Habría dado la mitad de lo que tengo por haber compartido con ellos cada minuto de su rutina diaria, por haberme quedado a hacer corrillo con otras madres en la puerta del colegio -socializar, lo llaman ahora-, por haberlos acostumbrado a comer solo pasta y filetes empanados con patatas, por haberles llevado la mochila cada mañana, por haberlos bañado cada tarde. que sé yo. Por haber estado con ellos.

Pero no pudo ser. Ni para mí, ni para montones de madres y padres sujetos a un horario del que depende un sueldo. Porque sí, -tuve suerte, encima- cuando nacieron mis hijos ya existía la ley de la conciliación familiar y laboral, pero con un coste económico como para pensarlo dos veces. Reducción de jornada con reducción de sueldo, excedencias hasta que el niño tuviese tres años -sin cobrar-, y una hora de lactancia durante nueve meses, que podía uno acumular sin que le obligaran a lactar al niño de golpe, para prolongar así un poco la roñosa baja maternal.

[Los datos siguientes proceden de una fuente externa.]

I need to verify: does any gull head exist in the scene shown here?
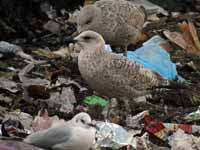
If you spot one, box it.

En fin, nada que le cuente le sonará a nuevo. Es más, está usted en su derecho a llamarme privilegiada por haber disfrutado de alguna de esas migajas legales sabiendo que hay muchísimas mujeres -y disculpe por la discriminación sexista- que lo han tenido mucho peor que yo, con un coste económico altísimo y un coste sentimental que ni le cuento.

Entro a trabajar a las ocho menos cuarto de la mañana y salgo a las tres y cuarto de la tarde. A las personas que atiendo les importa un pito si tengo uno, tres o ciento veinte hijos, si tienen vómitos, si se han quedado llorando detrás de la puerta, si se les cayó un diente y el ratón Pérez no tuvo tiempo de traerles un regalito, si tienen una actuación escolar o si llevan a la excursión la tortilla hecha la noche antes. A los ciudadanos hay que darles el mejor servicio. Siempre. El trabajo es el trabajo y mis hijos son mis hijos. Tan fácil como una ecuación de primer grado. Tan triste como un torero al otro lado del telón de acero, que decía Sabina. Pero tan real como la vida misma.

Por eso creo que tengo todo el derecho del mundo a opinar sobre el horario de nuestro alcalde. No a criticarlo ni a reprobarlo, todo lo contrario, me alegro por él, que puede hacerlo sin que le cueste el dinero. Pero sí tengo derecho, como ciudadana, y como madre, a opinar. Una ciudad no abre a las nueve y media de la mañana y cierra a las tres de la tarde, eso en todo caso es una tienda, no una ciudad. Usted es el alcalde, la máxima autoridad, y debería dar ejemplo. Mejor dicho, debería dar dos ejemplos.

El primero, a tantas y tantos trabajadoras y trabajadores -por corrección que no quede- municipales que también tienen hijos a los que les tienen que «dar aire, dar vida» y deben «jugar con ellos» como dijo usted que debía hacer con los suyos. Trabajadoras y trabajadores que no pueden llegar a su centro de trabajo a las nueve y media a no ser que se queden en el mismo hasta las cinco de la tarde, y tampoco pueden trabajar desde sus casas después de bañar y dar de cenar a los niños, pregúntelo.

El segundo, a la ciudad. A la ciudad con más problemas sociales y económicos del mundo mundial, según todos los informes. A la ciudad en la que el hambre, el paro, la exclusión no se paran a las tres de la tarde. A la ciudad que tiene que funcionar -qué asco me da decir esto-. Pero en fin. No todos vemos la realidad de la misma manera. Y está bien que así sea, porque si no, sería todo mucho más aburrido.

Y hablando de aburrimiento, pensé que con los nuevos tiempos cambiaría la política cultural de esta ciudad. Veo que no. El mamarracho del Mercado Quijotesco con esas banderas, esos «aventureros, pícaros, comerciantes, cuentacuentos, músicos, y, por supuesto, el propio Don Quijote de la Mancha» y esas cosas tan cutres me reconcilian -que es como conciliar dos veces- con el Ayuntamiento, no hay tantos cambios. Vaya y compruébelo, hasta hoy estará abierto. No le defraudará, es la misma porquería que en tiempos de Teófila. Porque hay cosas que nunca cambian.